Consumer group says conclusions from J.D. Power study on electrics are wrong

(April 29, 2011) WASHINGTON (PRNewswire) — In the past 24 hours, a number of news organizations have reported on what the Consumer Federation of America called "erroneous conclusions" drawn by J.D. Power and Associates study on the future of electric vehicles.

Both J.D. Power and the media have totally mischaracterized the data from the J.D. Power and Associates 2011 U.S. Green Automotive Study on the adoption of innovative technologies like electric vehicles. Despite the news headlines, J.D. Power's own data actually indicates electric vehicles are poised to become a major player in the U.S. auto market, CFA says.

See the J.D. Power study on MotorwayAmerica.

Both CFA's examination of the performance of electric vehicles over the past decade and the J.D. Power projections for future performance, clearly indicate that U.S. consumers will buy more than a million electric vehicles by 2015.

To put a million electric vehicle sales by 2015 into perspective, last year's top selling car was the Toyota Camry with 327,804 models sold. If electric vehicles sell a million vehicles by 2015, as the J.D. Power data suggests they will, then they'll average 250,000 vehicles a year — easily making them among the most popular models in the aggregate, CFA says.

That will make them as popular as two of America's hottest selling models, the Toyota Corolla (266,000) and the Honda Civic (260,000).

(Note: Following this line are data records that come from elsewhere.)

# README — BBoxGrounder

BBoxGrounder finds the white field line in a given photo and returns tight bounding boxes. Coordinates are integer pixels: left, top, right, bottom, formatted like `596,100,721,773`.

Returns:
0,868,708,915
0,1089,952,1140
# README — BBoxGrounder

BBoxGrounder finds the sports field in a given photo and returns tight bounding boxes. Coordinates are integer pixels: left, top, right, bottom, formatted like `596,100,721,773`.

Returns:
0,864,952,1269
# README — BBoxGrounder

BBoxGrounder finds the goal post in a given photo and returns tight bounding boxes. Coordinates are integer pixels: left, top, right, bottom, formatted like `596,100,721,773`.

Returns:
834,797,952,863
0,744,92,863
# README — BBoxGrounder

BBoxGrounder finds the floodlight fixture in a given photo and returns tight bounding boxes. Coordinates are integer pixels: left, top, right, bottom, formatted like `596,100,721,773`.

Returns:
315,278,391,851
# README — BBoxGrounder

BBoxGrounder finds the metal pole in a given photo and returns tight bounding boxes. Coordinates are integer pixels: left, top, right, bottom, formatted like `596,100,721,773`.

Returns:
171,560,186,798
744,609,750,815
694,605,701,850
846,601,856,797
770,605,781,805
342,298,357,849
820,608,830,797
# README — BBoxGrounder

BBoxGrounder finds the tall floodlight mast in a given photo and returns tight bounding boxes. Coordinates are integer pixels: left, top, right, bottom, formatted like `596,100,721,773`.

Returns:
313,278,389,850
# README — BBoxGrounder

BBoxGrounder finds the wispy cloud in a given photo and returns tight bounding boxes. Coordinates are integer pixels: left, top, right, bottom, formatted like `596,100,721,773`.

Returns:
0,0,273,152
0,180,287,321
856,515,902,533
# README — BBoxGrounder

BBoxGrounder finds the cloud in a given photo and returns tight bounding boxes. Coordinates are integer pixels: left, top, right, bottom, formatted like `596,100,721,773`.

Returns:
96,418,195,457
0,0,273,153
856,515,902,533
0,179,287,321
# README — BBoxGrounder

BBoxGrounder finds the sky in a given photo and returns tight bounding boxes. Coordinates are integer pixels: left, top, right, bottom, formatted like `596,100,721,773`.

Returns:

"Consumers today are more concerned than ever before about rising gas prices and with over 100 new electric models set to hit the market in the next half decade, fuel efficient hybrid and electrics  are not only likely grab a growing market share, they will also push gasoline engines to become more efficient," said Dr. Mark Cooper, Director of Research, CFA.

The Prius saw record sales in the first few months of 2011 and recently passed the one million units sold mark. "If today's electric and hybrid vehicle naysayers had had their way, the Prius would have never made its way from the Tokyo Motor Show into a million U.S. driveways," said Jack Gillis, CFA Director of Public Affairs and author, The Car Book.

This year, average household expenditures for gasoline are projected to exceed $2,800, which would represent the largest annual expenditure ever. "We're spending as much to drive our cars as we do for all the energy needed to run our homes," said Cooper. 

"Adopting new technologies and improving the fuel economy of passenger vehicles is the best insurance consumers will ever have against rising gasoline prices," said Gillis.

The Consumer Federation of America is an association of nearly 300 nonprofit consumer organizations that was established in 1968 to advance the consumer interest through research, advocacy, and education.